After all these years of blogging and chattering at you all and "building a platform," it looks like I have got up and walked away from it all.
Like I said at the last posting, the ground is shifting underfoot.
We don´t see so many pilgrims these days. We don´t go to local pig-stickings, or bull-runs, or baptisms so much. We hole up at home, we read books, we walk the dogs who remain with us (we are down to a mere TWO!).
Much of it is to do with Patrick´s health. He cannot walk so far these days, and he does not like to travel far from home. He´s getting older, and sometimes crotchety. I cannot leave him alone here for more than three days or so.
Some of it is me. I am spending more time in contemplation, when I am not working on someone´s book manuscript, or out saving someone´s butt. It seems that making measured decisions and following them through with calm action is now a Superpower. It wasn´t always so... or maybe I only recently got my own act together enough to step up and help out other people. I dunno.

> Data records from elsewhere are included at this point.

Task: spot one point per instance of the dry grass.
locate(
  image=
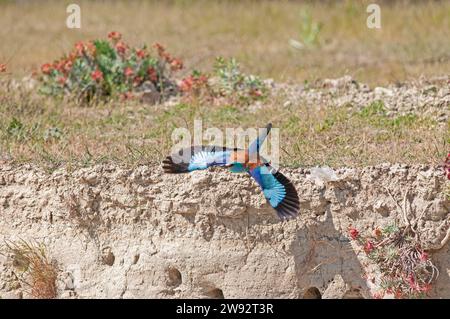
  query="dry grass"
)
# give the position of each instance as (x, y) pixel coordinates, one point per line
(413, 41)
(37, 129)
(34, 269)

In June I walked from our house to Santiago de Compostela with Jon, my 17-year-old nephew. I am still not sure that was a great idea, but we both made it in one piece, and I got a real close-up look at what this holy path has become since I last walked it long-term, lo those 9 years ago. I have walked the Camino Frances three times now. It will never lose its fundamental juju, but let me tell you folks, it ain´t what it once was. The trail is changed, yes -- parts of it I have no memory of ever seeing before in my life! But what´s changed most is the pilgrims. Don´t get me started on those! (Maybe the next blog post?)

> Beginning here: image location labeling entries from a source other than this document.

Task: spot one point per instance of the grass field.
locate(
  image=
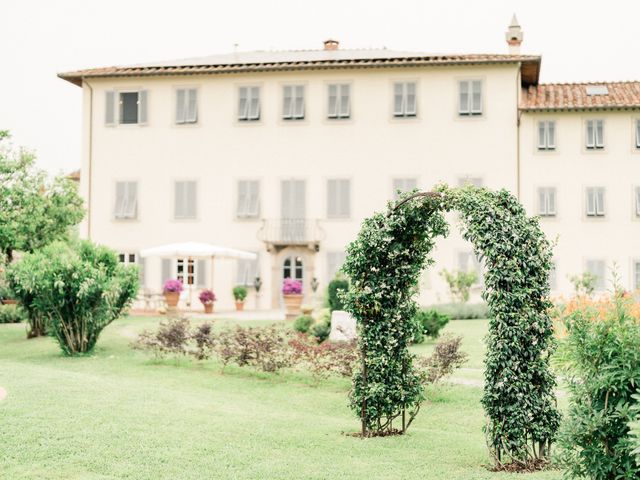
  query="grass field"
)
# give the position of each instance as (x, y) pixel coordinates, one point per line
(116, 415)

I swore a great swear at the end of it, however. I will not walk the last 100 km. of the Frances (Sarria to Santiago) again, at least not in pilgrimage season. It is no longer the Camino de Santiago, not so far as I can see. It´s become a parody version of itself, a cardboard-cutout pilgrimage for people who kinda like the idea, but don´t really want to walk too much -- and a great gang of rapacious capitalists
Yeah, I´m crotchety, too. We are dealing with a family crisis down in Malaga, sad circumstances that take a ton of emotional energy. We may live on a magical trail, but real life still happens, and it happens hard.

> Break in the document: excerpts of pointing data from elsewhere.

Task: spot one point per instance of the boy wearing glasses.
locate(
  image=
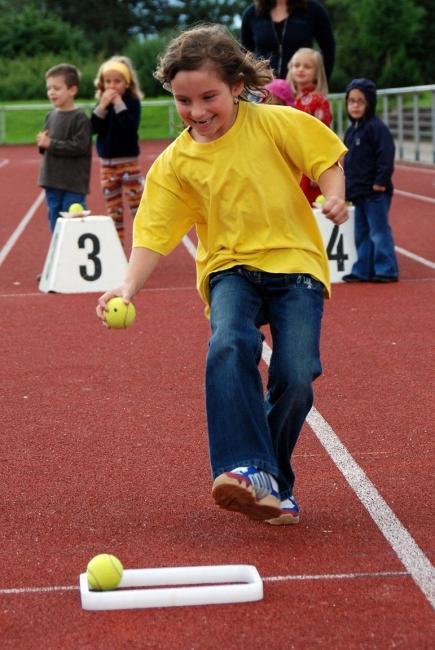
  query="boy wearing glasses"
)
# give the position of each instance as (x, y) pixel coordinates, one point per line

I need to write. I love you guys. I will do better, promise.
Meantime, the sunflowers are glorious. The barn is full of swallows. Combines cut and comb the fields and lay a layer of golden dust over everything and everyone. Venus and Mars shine bright alongside the blood moon. Wine prices are way down, and I am refilling our depleted bodega, even though we don´t drink so much these days. The apple trees bow low under a huge load of fruit, but the vegetable garden is making a lot more leaves than fruit.
We are still alive. Come by and say hello.